Les temps sont durs pour les commerçants du quartier d’affaires. Lancé le jeudi 5 décembre dernier, le mouvement social des agents de la SNCF et de la RATP commence à avoir de sérieuses répercussions. Avec des lignes de métro à l’arrêt, d’autres partiellement ouvertes comme pour les RER et Transilien la situation est de plus en plus pénible pour les dizaines de milliers de salariés de La Défense et en particulièrement du côté des commerçants.

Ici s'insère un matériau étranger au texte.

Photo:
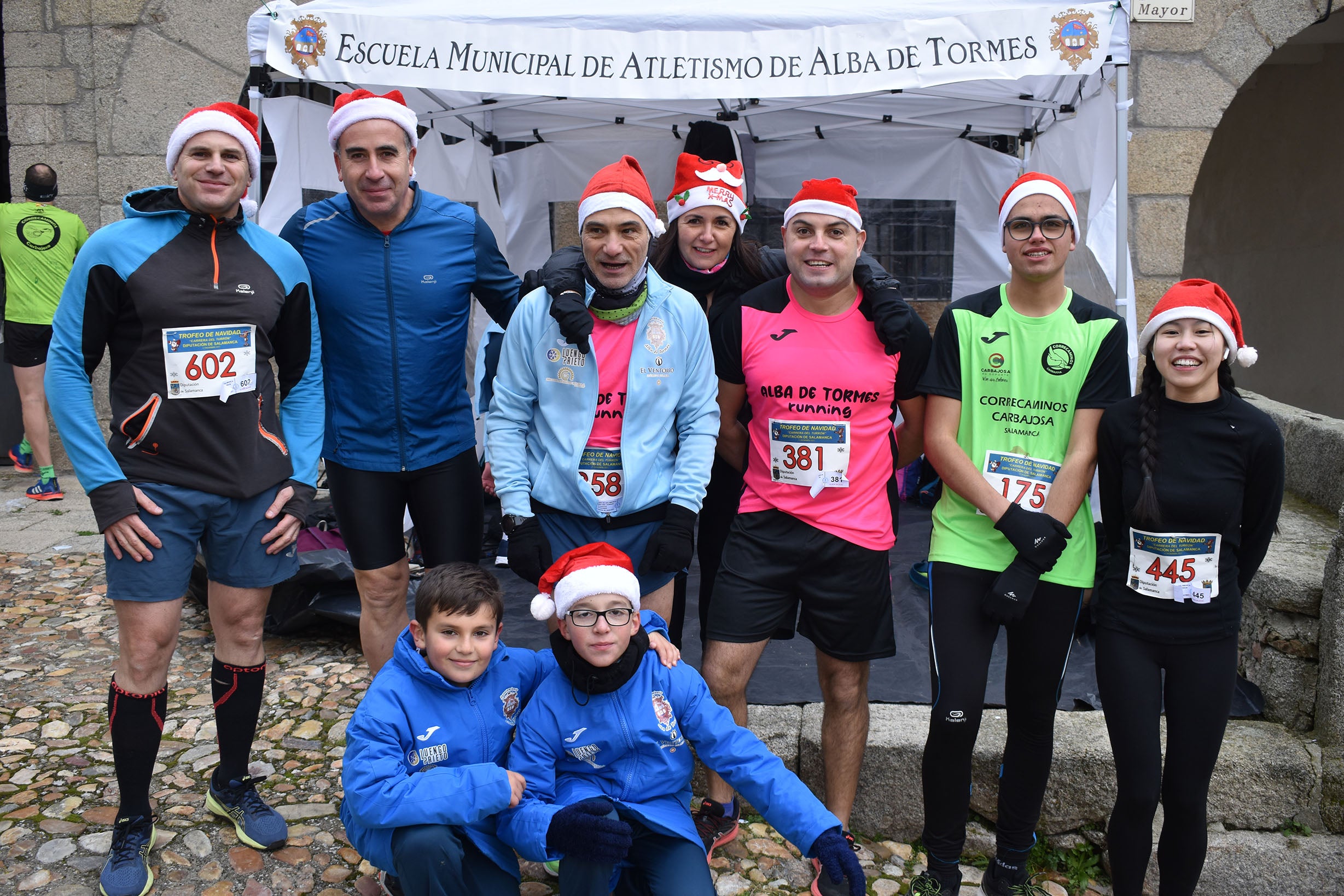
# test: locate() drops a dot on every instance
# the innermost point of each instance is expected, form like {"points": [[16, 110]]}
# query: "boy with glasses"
{"points": [[1019, 378], [605, 747]]}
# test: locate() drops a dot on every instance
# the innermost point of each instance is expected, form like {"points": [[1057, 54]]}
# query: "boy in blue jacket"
{"points": [[424, 754], [605, 747]]}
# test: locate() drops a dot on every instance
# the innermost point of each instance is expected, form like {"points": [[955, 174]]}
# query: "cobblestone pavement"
{"points": [[58, 793]]}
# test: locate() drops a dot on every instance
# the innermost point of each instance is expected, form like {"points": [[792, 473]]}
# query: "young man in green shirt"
{"points": [[38, 245], [1016, 386]]}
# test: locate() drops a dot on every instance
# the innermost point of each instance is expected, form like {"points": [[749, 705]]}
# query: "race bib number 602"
{"points": [[210, 362]]}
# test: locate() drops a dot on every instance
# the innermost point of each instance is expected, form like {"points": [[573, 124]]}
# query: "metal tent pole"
{"points": [[1124, 301]]}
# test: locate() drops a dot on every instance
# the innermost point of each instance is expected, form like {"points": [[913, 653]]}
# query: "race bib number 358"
{"points": [[210, 362], [1174, 566]]}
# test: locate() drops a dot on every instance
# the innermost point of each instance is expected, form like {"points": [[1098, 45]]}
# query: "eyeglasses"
{"points": [[1022, 229], [587, 618]]}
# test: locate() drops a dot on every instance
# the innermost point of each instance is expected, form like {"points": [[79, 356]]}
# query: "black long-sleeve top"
{"points": [[1219, 470]]}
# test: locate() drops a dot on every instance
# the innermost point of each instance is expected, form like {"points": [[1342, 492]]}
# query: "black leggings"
{"points": [[445, 500], [1198, 692], [961, 638]]}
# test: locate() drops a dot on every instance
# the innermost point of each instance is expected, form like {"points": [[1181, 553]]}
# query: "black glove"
{"points": [[585, 832], [836, 856], [528, 551], [562, 275], [671, 546], [1010, 596], [1039, 538], [886, 308]]}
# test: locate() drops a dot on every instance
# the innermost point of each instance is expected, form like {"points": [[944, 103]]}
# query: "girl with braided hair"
{"points": [[1191, 482]]}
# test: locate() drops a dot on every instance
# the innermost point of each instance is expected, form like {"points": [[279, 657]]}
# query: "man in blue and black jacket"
{"points": [[194, 304], [394, 270]]}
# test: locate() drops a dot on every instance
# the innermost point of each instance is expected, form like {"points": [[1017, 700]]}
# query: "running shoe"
{"points": [[46, 491], [996, 885], [822, 883], [22, 460], [714, 825], [257, 824], [127, 871], [929, 886]]}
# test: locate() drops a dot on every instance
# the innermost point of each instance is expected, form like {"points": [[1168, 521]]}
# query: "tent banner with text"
{"points": [[824, 61]]}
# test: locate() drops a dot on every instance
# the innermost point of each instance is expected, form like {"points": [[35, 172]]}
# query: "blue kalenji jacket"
{"points": [[133, 284], [633, 747], [424, 752], [546, 395], [394, 315]]}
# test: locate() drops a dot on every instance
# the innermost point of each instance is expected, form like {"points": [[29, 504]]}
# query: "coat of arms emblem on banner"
{"points": [[307, 40], [1074, 37]]}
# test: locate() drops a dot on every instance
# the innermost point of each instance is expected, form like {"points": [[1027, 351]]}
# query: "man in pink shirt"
{"points": [[820, 456]]}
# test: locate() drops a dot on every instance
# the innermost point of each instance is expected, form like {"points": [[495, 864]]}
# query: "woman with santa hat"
{"points": [[1191, 482]]}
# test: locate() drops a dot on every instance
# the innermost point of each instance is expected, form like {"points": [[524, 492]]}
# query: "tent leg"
{"points": [[1124, 301]]}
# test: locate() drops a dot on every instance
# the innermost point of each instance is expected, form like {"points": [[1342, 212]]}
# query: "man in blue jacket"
{"points": [[616, 445], [424, 769], [605, 747], [193, 302], [394, 270]]}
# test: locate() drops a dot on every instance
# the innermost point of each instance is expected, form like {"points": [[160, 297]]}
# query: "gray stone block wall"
{"points": [[96, 86]]}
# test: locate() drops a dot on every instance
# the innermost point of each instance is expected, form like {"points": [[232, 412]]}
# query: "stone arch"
{"points": [[1184, 78], [1265, 217]]}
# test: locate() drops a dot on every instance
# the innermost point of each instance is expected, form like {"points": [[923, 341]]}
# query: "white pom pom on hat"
{"points": [[583, 573]]}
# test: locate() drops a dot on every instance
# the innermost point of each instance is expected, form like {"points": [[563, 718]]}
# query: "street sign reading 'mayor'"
{"points": [[1163, 11]]}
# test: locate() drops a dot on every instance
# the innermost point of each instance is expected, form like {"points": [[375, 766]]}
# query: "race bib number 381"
{"points": [[210, 362], [1174, 566], [811, 453]]}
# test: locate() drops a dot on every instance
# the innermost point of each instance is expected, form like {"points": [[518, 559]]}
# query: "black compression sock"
{"points": [[237, 692], [136, 723]]}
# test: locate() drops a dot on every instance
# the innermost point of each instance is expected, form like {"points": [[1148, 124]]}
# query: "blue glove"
{"points": [[585, 832], [835, 852]]}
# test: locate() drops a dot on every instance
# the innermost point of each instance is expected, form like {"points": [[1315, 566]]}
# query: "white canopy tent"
{"points": [[878, 93]]}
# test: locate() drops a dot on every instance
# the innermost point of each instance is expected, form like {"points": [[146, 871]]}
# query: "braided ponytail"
{"points": [[1145, 511]]}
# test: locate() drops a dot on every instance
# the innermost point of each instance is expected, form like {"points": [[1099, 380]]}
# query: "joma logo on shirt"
{"points": [[585, 754]]}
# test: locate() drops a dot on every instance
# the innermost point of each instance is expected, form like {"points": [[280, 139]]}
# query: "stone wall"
{"points": [[1184, 77], [96, 86]]}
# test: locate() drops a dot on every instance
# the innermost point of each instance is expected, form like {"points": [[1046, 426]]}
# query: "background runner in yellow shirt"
{"points": [[38, 245]]}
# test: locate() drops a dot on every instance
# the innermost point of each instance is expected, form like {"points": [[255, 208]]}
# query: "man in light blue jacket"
{"points": [[616, 445]]}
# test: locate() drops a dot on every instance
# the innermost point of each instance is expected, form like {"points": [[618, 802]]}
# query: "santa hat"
{"points": [[583, 573], [362, 105], [621, 186], [1038, 184], [1205, 301], [701, 182], [226, 117], [827, 196]]}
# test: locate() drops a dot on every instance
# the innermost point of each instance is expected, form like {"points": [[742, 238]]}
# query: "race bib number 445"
{"points": [[1023, 480], [1174, 566], [811, 453], [210, 362]]}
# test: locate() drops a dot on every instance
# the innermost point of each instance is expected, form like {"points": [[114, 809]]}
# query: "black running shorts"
{"points": [[445, 500], [773, 563]]}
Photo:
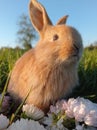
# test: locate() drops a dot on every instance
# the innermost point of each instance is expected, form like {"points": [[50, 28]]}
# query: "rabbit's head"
{"points": [[60, 40]]}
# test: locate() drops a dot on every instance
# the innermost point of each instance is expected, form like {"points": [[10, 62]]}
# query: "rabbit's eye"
{"points": [[55, 37]]}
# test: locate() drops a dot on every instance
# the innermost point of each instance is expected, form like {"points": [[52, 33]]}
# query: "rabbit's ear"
{"points": [[38, 15], [62, 20]]}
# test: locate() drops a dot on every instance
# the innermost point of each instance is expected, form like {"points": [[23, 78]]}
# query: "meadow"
{"points": [[87, 71]]}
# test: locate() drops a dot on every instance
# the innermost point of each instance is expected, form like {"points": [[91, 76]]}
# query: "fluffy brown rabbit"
{"points": [[48, 71]]}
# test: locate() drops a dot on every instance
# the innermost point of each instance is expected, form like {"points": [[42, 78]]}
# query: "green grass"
{"points": [[87, 75], [87, 71]]}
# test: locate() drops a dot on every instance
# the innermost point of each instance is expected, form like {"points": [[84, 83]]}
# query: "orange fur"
{"points": [[50, 69]]}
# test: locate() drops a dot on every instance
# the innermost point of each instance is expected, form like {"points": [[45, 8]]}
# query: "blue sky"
{"points": [[82, 15]]}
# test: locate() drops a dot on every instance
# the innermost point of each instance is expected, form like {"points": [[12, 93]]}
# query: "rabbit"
{"points": [[48, 72]]}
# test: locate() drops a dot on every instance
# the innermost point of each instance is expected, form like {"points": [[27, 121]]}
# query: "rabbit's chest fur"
{"points": [[48, 81]]}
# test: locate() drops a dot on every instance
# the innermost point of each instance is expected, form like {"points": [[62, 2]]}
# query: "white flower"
{"points": [[25, 124], [79, 108], [48, 120], [32, 111], [4, 122], [91, 118], [72, 103], [60, 106]]}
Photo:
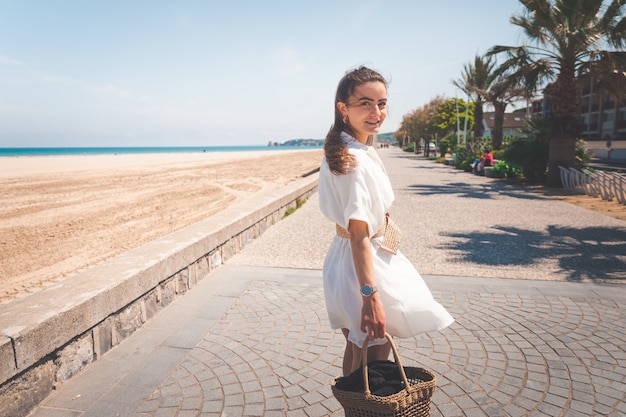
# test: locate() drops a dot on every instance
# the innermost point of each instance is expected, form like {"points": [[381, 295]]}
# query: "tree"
{"points": [[476, 78], [567, 38], [421, 123], [502, 91]]}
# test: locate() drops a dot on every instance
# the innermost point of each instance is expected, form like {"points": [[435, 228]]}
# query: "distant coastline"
{"points": [[299, 142], [140, 150]]}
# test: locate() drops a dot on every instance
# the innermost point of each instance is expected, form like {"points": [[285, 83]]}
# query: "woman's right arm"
{"points": [[373, 320]]}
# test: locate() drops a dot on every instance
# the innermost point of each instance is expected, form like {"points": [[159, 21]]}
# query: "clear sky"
{"points": [[230, 72]]}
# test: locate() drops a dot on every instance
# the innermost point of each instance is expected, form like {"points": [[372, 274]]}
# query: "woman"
{"points": [[369, 290]]}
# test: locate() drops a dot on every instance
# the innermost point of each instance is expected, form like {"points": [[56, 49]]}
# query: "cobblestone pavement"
{"points": [[253, 339]]}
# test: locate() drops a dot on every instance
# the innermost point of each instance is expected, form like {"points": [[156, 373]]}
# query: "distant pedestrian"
{"points": [[369, 286]]}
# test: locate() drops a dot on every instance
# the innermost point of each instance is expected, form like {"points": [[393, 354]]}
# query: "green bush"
{"points": [[502, 169], [530, 152]]}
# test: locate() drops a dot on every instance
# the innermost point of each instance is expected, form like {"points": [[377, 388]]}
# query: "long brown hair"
{"points": [[339, 159]]}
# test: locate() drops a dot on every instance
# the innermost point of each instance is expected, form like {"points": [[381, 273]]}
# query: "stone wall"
{"points": [[48, 337]]}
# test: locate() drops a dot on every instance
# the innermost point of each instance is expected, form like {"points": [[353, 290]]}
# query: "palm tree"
{"points": [[476, 79], [567, 38]]}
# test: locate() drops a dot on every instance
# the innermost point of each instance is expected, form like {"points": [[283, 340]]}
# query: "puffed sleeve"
{"points": [[362, 194]]}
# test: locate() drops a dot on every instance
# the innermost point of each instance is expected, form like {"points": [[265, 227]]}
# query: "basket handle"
{"points": [[366, 380]]}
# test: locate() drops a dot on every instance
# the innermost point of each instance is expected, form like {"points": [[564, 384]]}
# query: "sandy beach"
{"points": [[63, 214]]}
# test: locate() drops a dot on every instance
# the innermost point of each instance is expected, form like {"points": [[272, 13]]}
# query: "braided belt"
{"points": [[391, 233]]}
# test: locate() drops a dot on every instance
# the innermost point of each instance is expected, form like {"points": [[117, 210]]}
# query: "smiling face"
{"points": [[366, 109]]}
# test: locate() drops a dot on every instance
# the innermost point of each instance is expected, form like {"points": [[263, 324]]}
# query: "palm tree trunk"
{"points": [[497, 136], [478, 120], [564, 113]]}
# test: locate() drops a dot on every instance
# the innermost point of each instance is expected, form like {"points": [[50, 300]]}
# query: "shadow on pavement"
{"points": [[481, 191], [590, 253]]}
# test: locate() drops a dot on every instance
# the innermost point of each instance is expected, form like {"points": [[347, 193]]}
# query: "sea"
{"points": [[139, 150]]}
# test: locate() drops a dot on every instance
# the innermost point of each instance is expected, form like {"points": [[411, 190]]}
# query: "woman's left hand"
{"points": [[373, 320]]}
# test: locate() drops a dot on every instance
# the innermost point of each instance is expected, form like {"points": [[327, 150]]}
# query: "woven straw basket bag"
{"points": [[414, 400]]}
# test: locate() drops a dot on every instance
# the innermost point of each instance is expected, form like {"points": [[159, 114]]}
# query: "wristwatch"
{"points": [[368, 290]]}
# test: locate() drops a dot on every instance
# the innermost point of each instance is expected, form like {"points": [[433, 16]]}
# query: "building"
{"points": [[601, 116], [513, 124]]}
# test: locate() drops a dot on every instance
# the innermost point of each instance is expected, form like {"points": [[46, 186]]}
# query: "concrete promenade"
{"points": [[536, 286]]}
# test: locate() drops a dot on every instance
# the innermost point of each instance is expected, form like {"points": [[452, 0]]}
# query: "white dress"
{"points": [[366, 194]]}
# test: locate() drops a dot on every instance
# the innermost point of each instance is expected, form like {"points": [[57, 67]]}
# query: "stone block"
{"points": [[7, 359], [74, 357], [22, 394], [126, 323], [102, 334]]}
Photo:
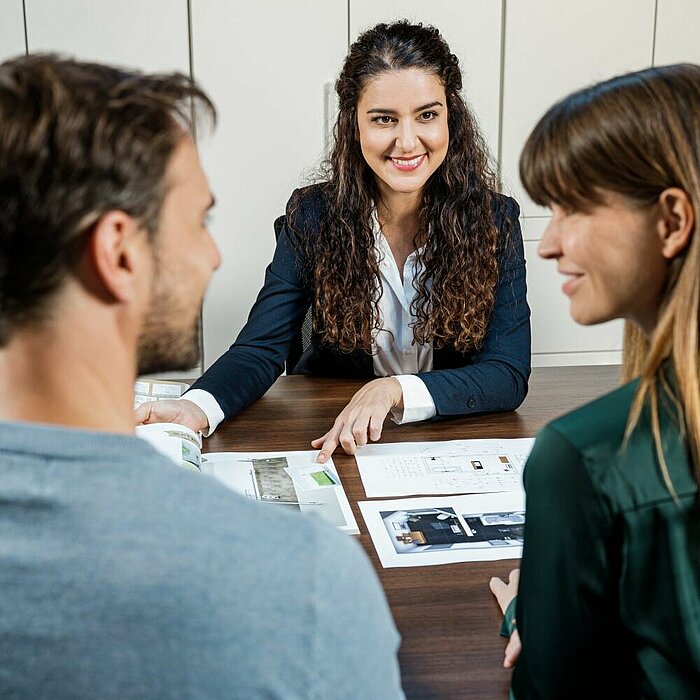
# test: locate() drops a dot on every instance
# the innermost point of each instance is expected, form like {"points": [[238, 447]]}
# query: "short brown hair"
{"points": [[76, 141]]}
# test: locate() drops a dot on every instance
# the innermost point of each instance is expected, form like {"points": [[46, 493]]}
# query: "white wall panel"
{"points": [[554, 47], [472, 28], [150, 36], [677, 26], [267, 66], [11, 29]]}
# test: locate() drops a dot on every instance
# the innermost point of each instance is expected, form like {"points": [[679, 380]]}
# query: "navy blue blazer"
{"points": [[494, 378]]}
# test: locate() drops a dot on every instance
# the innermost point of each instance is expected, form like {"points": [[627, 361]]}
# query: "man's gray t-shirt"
{"points": [[122, 576]]}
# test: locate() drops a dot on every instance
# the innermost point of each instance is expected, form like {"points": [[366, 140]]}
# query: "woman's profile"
{"points": [[608, 600]]}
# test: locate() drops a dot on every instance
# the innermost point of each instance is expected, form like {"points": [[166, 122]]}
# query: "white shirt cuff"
{"points": [[209, 405], [418, 404]]}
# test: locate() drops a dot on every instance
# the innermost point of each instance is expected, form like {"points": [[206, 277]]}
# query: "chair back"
{"points": [[302, 338]]}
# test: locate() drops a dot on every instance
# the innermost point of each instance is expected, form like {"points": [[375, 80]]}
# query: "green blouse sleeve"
{"points": [[508, 624], [567, 597]]}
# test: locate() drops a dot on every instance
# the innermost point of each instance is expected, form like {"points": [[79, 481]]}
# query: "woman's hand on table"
{"points": [[362, 419], [504, 593], [179, 411]]}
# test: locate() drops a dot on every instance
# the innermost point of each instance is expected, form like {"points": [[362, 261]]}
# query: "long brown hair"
{"points": [[636, 135], [456, 290], [77, 140]]}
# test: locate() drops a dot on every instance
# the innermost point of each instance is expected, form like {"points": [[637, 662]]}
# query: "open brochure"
{"points": [[446, 529], [157, 390], [290, 480]]}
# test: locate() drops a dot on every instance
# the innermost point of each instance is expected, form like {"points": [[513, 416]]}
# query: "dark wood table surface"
{"points": [[447, 617]]}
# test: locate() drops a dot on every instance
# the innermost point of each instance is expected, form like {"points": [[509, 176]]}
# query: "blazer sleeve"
{"points": [[256, 358], [497, 378]]}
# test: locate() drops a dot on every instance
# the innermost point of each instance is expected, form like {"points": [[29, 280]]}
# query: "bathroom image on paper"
{"points": [[430, 529]]}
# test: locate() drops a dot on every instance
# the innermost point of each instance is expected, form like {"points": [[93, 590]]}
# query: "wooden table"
{"points": [[447, 617]]}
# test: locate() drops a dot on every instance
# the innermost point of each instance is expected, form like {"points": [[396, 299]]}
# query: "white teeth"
{"points": [[410, 163]]}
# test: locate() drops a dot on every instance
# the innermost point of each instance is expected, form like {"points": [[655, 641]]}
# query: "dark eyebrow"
{"points": [[393, 111]]}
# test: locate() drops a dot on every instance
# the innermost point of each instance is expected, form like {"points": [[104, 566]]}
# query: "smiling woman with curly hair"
{"points": [[410, 263]]}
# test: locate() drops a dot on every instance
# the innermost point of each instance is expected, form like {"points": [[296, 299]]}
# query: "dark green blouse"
{"points": [[609, 599]]}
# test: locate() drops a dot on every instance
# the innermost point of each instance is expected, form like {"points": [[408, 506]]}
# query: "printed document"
{"points": [[446, 529], [291, 480], [453, 466]]}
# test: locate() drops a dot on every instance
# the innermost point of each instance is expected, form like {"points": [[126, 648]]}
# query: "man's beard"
{"points": [[163, 347]]}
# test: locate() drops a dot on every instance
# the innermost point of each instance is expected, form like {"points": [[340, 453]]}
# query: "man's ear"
{"points": [[676, 222], [119, 253]]}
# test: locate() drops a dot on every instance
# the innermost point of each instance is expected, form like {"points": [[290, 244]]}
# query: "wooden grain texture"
{"points": [[447, 617]]}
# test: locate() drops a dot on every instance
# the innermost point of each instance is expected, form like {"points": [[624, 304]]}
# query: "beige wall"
{"points": [[270, 66]]}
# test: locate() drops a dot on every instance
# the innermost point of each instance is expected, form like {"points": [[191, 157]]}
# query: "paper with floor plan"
{"points": [[446, 529], [289, 480], [452, 466]]}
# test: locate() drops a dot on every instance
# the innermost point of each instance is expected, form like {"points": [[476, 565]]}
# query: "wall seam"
{"points": [[501, 92], [26, 34], [190, 51]]}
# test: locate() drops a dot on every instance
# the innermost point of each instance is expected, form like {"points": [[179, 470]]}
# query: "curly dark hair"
{"points": [[455, 291]]}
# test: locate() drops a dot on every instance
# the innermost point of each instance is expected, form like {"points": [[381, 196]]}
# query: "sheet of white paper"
{"points": [[235, 470], [446, 529], [453, 466]]}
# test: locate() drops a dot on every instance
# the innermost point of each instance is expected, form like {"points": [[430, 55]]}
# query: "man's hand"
{"points": [[505, 592], [179, 411], [362, 419]]}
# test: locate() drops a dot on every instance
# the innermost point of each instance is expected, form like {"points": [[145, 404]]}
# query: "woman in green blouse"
{"points": [[608, 603]]}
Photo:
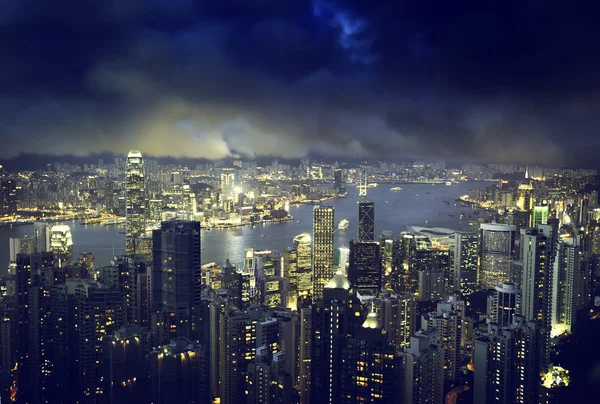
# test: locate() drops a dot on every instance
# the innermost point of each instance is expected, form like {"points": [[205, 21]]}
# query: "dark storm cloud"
{"points": [[512, 81]]}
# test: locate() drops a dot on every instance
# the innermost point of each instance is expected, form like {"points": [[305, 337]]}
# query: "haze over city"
{"points": [[299, 202], [485, 81]]}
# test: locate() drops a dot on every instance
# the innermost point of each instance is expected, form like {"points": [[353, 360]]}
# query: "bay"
{"points": [[415, 205]]}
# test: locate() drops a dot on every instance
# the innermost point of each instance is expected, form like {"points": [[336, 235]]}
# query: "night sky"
{"points": [[501, 81]]}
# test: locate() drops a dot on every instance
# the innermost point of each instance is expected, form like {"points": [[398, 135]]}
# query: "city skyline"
{"points": [[299, 202], [213, 79]]}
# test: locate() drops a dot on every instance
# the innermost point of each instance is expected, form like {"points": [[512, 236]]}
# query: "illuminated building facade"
{"points": [[364, 269], [366, 219], [322, 248], [570, 286], [176, 277], [539, 216], [179, 373], [506, 303], [497, 250], [505, 359], [135, 209], [61, 244], [424, 369], [466, 258], [398, 314]]}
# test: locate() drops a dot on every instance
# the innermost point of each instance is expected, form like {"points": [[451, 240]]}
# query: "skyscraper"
{"points": [[464, 278], [506, 303], [569, 289], [366, 219], [8, 194], [540, 215], [135, 201], [176, 277], [61, 244], [505, 364], [364, 270], [497, 245], [322, 248], [338, 181]]}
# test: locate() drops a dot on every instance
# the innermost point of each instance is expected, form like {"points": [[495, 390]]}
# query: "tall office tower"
{"points": [[497, 246], [179, 373], [9, 197], [366, 219], [126, 376], [61, 244], [364, 270], [237, 349], [132, 280], [305, 355], [538, 249], [582, 217], [448, 321], [155, 212], [398, 314], [432, 285], [322, 248], [227, 184], [303, 247], [41, 237], [135, 209], [268, 381], [539, 216], [569, 289], [87, 259], [370, 370], [505, 364], [424, 370], [176, 277], [25, 270], [466, 258], [97, 313], [338, 182], [506, 303], [331, 316], [18, 245], [524, 196]]}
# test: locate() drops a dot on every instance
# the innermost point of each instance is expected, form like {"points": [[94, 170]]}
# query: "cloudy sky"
{"points": [[498, 81]]}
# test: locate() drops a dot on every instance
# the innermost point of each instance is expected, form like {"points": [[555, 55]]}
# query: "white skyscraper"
{"points": [[61, 244], [135, 201]]}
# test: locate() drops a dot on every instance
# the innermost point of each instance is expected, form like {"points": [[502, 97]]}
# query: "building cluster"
{"points": [[414, 317]]}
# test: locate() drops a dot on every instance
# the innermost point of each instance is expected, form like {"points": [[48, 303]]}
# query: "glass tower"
{"points": [[322, 248], [135, 201]]}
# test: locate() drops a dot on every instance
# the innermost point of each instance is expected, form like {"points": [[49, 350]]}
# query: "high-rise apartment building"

Car contrairement à tous les salariés qui travaillent dans des bureaux et qui peuvent opter pour le télétravail, pour ceux qui bossent dans des boutiques et restaurants, l’option n’est pas possible. A quinze jours de Noël, le centre commercial Westfield Les 4 Temps dont les allées sont habituellement bourrées de clients en cette période de l’année sont désespérément vides en fin de journée.

« Il y a une baisse de la fréquentation. Si la grève se poursuit ça va devenir inquiétant », explique Jennifer, une vendeuse de la boutique New Balance. Même son de cloche dans une autre boutique de la galerie marchande. « On ressent vraiment la baisse par rapport à la même période l’année dernière, confie Stevens, responsable adjoint de l’une des deux boutiques Celio. Lundi il y a eu un gros impact et aujourd’hui aussi (ce mardi, ndlr). On ressent facilement 50 % de fréquentation en moins. On est inquiets, ce qui est perdu on ne le rattrapera pas ». Mais il n’y a pas que les clients qui manquent. Car avec des transports extrêmement perturbés et souvent fermés dès 19h30, les salariés de ces boutiques ont dû mal à assurer leur travail. « C’est compliqué car on doit réorganiser tous les plannings en fonction de tout le monde », poursuit Stevens.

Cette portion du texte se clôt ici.